= Cry of the Winged Serpent =

2005 American Film

Cry of the Winged Serpent is a 2005 American film directed by Jim Wynorski for Concorde-New Horizons. Roger Corman was executive producer. It aired on the Syfy channel.

The film was inspired by the 1982 film Q - the Winged Serpent.
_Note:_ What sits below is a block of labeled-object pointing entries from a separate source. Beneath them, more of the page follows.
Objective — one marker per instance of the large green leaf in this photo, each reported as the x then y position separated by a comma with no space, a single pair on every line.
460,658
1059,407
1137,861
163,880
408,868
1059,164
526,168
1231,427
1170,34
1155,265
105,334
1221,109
The movie was one of a number of "creature features" from Wynorski.

==Plot==
A man calls upon a winged serpent to avenge the death of his family.

==Cast==
- Robert Beltran as Father Juan
- Carlos Moreno Jr. as Miguel
- Sonia Satra as Wells
- Adrian Alvarado as Jesus Franco
- Brooke Mason as Maddelena
- Tamie Sheffield as Griffin's Girlfriend
- Jeff Rector as Internal Affairs Agent
- Glori-Anne Gilbert as Cop
- Travis Richey as Gang Leader
- Maxwell Caulfield as Griffin
- Juan Carlos Cantu as Ramirez
- Chris Lerude as Arms Dealer
- Trinidad 'Zeus' Nizelli as Marchetti
- Steve Purnick as Henry
- Adrian Vatsky as Drug Dealer (credited as Boris Vatsky)

==Reception==
According to Dread Central it was "the most enjoyable movie Jim Wynorski has made in close to the last twenty years. Though it’s not without its problems, those problems are not movie killers. I’d dare say those problems give the film a rough around the edges feel that enhances its B-movie goodness."